Originally slated for last Saturday, the match was pushed back by 24 hours after River Plate supporters attacked the Boca Juniors team bus around an hour before the scheduled kick-off.

The game at River's Monumental stadium was postponed again on Sunday, with Boca Juniors stating that their players were still physically and psychologically affected by the violence. The first leg of the final ended 2-2.

CONMEBOL said the decisive second leg would be played on December 8 or 9 at a venue that would be decided "as soon as possible".

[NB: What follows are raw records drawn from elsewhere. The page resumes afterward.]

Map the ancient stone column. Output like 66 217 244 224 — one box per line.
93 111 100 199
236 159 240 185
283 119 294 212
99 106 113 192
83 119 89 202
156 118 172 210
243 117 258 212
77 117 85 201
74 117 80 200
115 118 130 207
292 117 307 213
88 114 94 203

"Regarding the violent incidents that took place in Buenos Aires on November 24, 2018, which put at risk the safety of the players, officials and fans ... it's wise that the final shall not be played in that country," CONMEBOL said in a letter handed to the Boca Juniors and River Plate presidents during a meeting in Paraguayan capital Asuncion on Tuesday.

It added that CONMEBOL would coordinate security with local authorities for the rescheduled game.

Paraguay, Colombia, Brazil and Italy have all offered to stage the match.

The fixture was billed as the biggest club game in the history of Argentine football, marking the first time that the country's two biggest teams have met in the final of the Copa Libertadores, South America's equivalent of the UEFA Champions League.

But it turned into a "shameful and lamentable" episode "in front of the whole world that observes us", former Argentina striker Gabriel Batistuta said in a social media post.

Several Boca Juniors players required medical treatment after rocks and other missiles smashed the glass windows of their bus as it made its way to the Monumental on the northern outskirts of Buenos Aires. Others were left queasy by tear gas, which police had fired in an effort to disperse fans.

Argentine police immediately announced a criminal investigation into the incident.

On Monday, Argentina's President Mauricio Macri urged lawmakers to pass a bill that would impose harsher penalties on football hooligans.

The Barras Bravas - the equivalent of European ultras - have long been a blight on the country's domestic football scene. According to lobby group Salvemos Al Futbol, 93 people have died from football-related violence in the past decade.

In 2013, the Argentine Football Association (AFA) banned away fans from attending matches in all divisions after a spate of deaths resulting from clashes between supporters.